Son amour pour le club de Sclessin, son transfert manqué à l’Antwerp, ses relations compliquées avec les supporters du Parc Astrid… À la veille du choc contre Anderlecht, Jonathan Legear dit tout.

Il a gardé sa tête d’enfant et ses cheveux blonds. Mais au fil des années, Jona s’est assagi. En buvant un café au Grand Café du Stayen, il plaide contre la mise à l’écart des trentenaires dans le monde du football.  » Voici peu, à la télévision, j’ai entendu un joueur de 33 ans, qui a rendu bien des services, dire qu’on ne voulait plus de lui en France. Où allons-nous ? En Italie, on tient moins compte de l’âge des joueurs. En Belgique, en France et dans bien d’autres pays, c’est devenu le premier critère de recrutement. C’est du business : on achète des joueurs très jeunes, ils prennent de la valeur et on les revend X fois plus cher.
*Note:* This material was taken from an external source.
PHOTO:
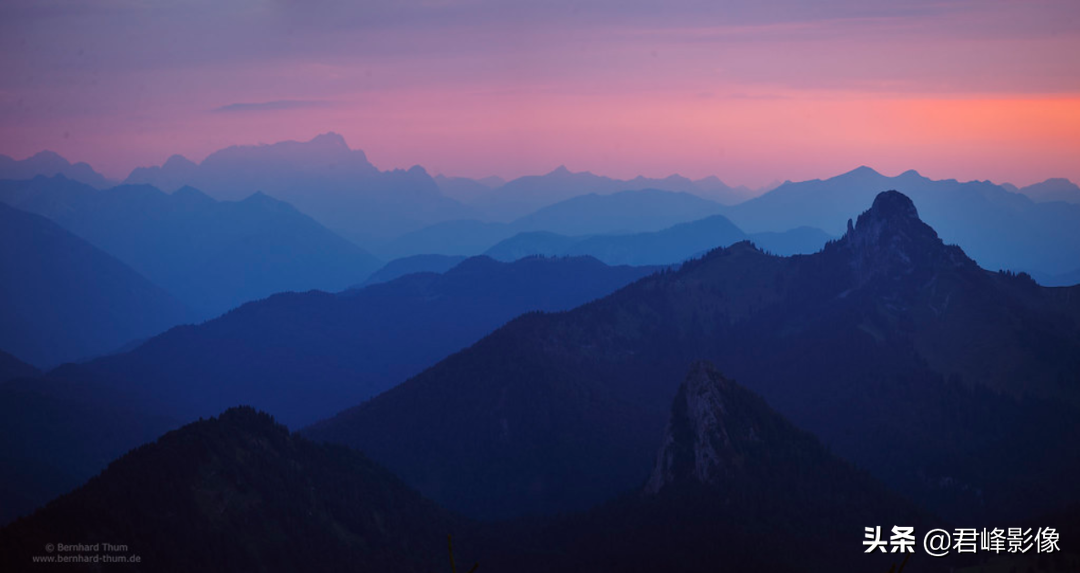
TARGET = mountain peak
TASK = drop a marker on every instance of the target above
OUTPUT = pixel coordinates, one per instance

Bien sûr, les dirigeants doivent veiller à une certaine rentabilité mais ça ne doit pas devenir la seule raison de vivre d’un club. Les dirigeants de club qui ne considèrent le football que comme une activité économique tuent ce sport.  »

Si le Standard me demande de venir donner le coup d’envoi d’un match, j’accepterai volontiers. Si c’est Anderlecht, je refuserai poliment.  » Jonathan Legear

Votre contrat prend fin en 2020, vous aurez alors 33 ans. Vous avez peur de vous retrouver au chômage ?

JONATHAN LEGEAR : Je trouverai toujours un club, je ne me tracasse pas. J’aimerais mettre fin à ma carrière à Saint-Trond, à l’âge de 35 ans. J’espère qu’on va prolonger mon contrat mais tout ça est très théorique. En pratique, on ne sait jamais comment ça va se passer. Aujourd’hui, je joue ici mais je peux me retrouver à l’autre bout de l’Europe demain. La seule chose que je peux affirmer avec certitude, c’est que je veux rester près de ma famille.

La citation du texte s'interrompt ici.